I couldn’t do it. All I could think of was Jordan. And the look on her face when I said no—well, she was furious. That’s why she pushed me under, but it’s also why she let me go. Killing me wouldn’t have been satisfying. She had to kill the person that I was now in love with. She wanted me to live and suffer.”

“Oh my God.” Hanna clapped her hand over her mouth. The others looked just as stricken. Emily hadn’t told them about the “Say you still love me” stuff before.

Emily looked around ominously at the others. Her chin was shaking wildly. “She’s going to ruin your happiness, too. Mark my words.”

Hanna shivered, her thoughts instantly zinging to the kiss with Jared last night. Ali couldn’t know about
that
, could she?

Emily pulled another Kleenex from the pack. “We have to get her, you guys. Before she does anything else.”

“How?” Spencer asked. “The hoodie was a dead end, remember? We have no idea where she’s living or how she’s tracking us. We’re stuck until we see her again.”

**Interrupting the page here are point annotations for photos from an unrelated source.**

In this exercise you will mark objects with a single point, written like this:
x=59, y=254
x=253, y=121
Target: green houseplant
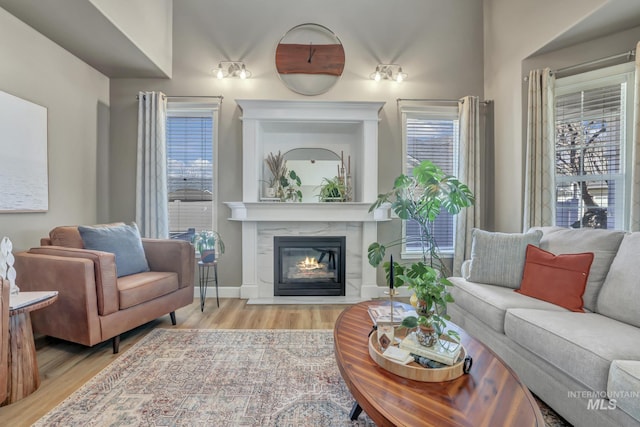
x=332, y=190
x=290, y=184
x=421, y=198
x=205, y=243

“Maybe we could find out from the prison if any visitors came in or out last night?” Aria suggested.

Spencer scoffed. “Somehow I don’t think Ali signed herself in with her real ID.”

“Or maybe we could look at this.” Emily reached into the footwell and pulled out a real estate magazine Hanna often saw displayed at the organic grocery store in Rosewood. She flipped to a page marked with a Post-it and pointed to a picture of a majestic-looking stone house that looked a lot like Frank Lloyd Wright’s Fallingwater.
ASHLAND
, read the address.
Secluded hideaway, on ten acres
, read the Realtor’s description.

“The news mentioned that the Maxwells have a lot of properties in Pennsylvania,” Emily explained tonelessly. “I did some digging, and one of them was a wooded estate in Ashland, and it’s for sale. I scoured the internet, and this is the only thing that matched. It’s got to be the one.”

Spencer reached for the magazine from the backseat. She studied the picture for a long time, then said, “And since the Turkey Hill receipt was from here, you’re thinking Ali’s maybe staying there?”

Emily nodded. “Ali probably knew about all of Nick’s family’s houses. And if it’s been unoccupied for a while, maybe she figured it would be a good place to hide.”

Aria squinted. “But wouldn’t the cops have searched the properties? Nick’s, like, a mass murderer. They might have wanted to make sure there weren’t more bodies or evidence.”